He said there is no alternative than to increase dollar inflow. Banks are encouraged to increase their credit line with foreign lenders to improve their dollar liquidity.

Review of existing monetary policy

Dr Md Habibur Rahman, the chief economist of the Bangladesh Bank, gave a presentation on the impact of existing monetary policy saying that it helped to make the money market tight according to the expectations.

He said the global central banks increased their policy rates aggressively and the Bangladesh Bank followed suit a little late. The contractionary monetary policy started to yield results as all monetary rates turned upward due to the tight liquidity situation.
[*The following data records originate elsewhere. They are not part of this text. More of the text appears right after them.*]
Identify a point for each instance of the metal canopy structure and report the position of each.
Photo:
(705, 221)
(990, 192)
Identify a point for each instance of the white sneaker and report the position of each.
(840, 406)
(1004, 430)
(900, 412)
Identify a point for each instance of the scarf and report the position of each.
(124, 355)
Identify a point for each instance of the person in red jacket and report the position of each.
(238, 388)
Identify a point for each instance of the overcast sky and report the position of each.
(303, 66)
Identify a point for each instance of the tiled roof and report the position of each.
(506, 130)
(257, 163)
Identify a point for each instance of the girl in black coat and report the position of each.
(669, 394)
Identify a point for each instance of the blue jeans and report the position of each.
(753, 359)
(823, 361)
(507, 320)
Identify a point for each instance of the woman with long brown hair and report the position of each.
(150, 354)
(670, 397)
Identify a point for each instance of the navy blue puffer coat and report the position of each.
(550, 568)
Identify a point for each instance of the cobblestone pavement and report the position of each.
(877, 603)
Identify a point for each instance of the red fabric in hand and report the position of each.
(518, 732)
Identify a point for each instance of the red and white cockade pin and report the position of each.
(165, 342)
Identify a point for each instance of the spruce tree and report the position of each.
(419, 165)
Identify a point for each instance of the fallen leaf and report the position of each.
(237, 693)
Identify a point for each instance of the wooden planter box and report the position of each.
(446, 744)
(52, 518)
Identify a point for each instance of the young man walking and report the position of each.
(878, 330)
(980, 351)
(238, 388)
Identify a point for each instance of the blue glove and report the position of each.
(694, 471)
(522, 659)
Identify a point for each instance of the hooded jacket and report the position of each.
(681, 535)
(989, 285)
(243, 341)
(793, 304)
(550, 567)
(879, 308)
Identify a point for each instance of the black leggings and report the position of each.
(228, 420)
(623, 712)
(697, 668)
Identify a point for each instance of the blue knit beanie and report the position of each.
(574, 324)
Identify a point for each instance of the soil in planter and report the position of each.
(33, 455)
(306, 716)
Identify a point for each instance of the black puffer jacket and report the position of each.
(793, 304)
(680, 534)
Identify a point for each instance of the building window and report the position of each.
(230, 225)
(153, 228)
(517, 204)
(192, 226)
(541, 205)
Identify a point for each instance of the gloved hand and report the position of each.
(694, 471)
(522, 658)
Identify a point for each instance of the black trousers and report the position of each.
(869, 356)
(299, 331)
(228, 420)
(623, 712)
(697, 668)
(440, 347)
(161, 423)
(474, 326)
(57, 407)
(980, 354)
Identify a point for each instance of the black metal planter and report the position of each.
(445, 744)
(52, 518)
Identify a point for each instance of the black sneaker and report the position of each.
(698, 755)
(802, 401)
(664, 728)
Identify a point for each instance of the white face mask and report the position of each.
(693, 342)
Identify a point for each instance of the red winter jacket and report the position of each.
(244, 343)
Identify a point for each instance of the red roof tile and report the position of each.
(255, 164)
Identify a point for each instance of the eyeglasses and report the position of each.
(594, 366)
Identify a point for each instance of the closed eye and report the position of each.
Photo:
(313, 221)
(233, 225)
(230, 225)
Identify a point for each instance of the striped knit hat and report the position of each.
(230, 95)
The chief economist said excess liquidity in the banking sector declined to Tk5,430 crore in November last year from Tk11,630 crore in June.

Islamic banks are mostly responsible for depleting excess liquidity as their balance dropped to Tk183 crore in November from Tk2,871 crore in June last year, according to his presentation.

Call money rates rose to 8.84% in December from 6% in June and all deposit and lending rates also surged in the last six months, he said.

Habibur Rahman said the central bank will continue the tight monetary programme until inflation comes down to a 6% level.

Selim RF Hussain, chairman of the Association of Bankers Bangladesh, welcomed the new monetary policy stance, citing its continuity from the previous approach. 

Recognising inflation as the primary challenge, he commended the central bank’s decision to curtail the money supply in the market by raising the interest rate.

Selim, also the managing director of BRAC Bank, further endorsed the introduction of a crawling peg to adeptly manage the exchange rate. “The exchange rate would be fixed after consultations with Bangladesh’s top 15 trading partners. This system will contribute to stabilising the rate,” he added.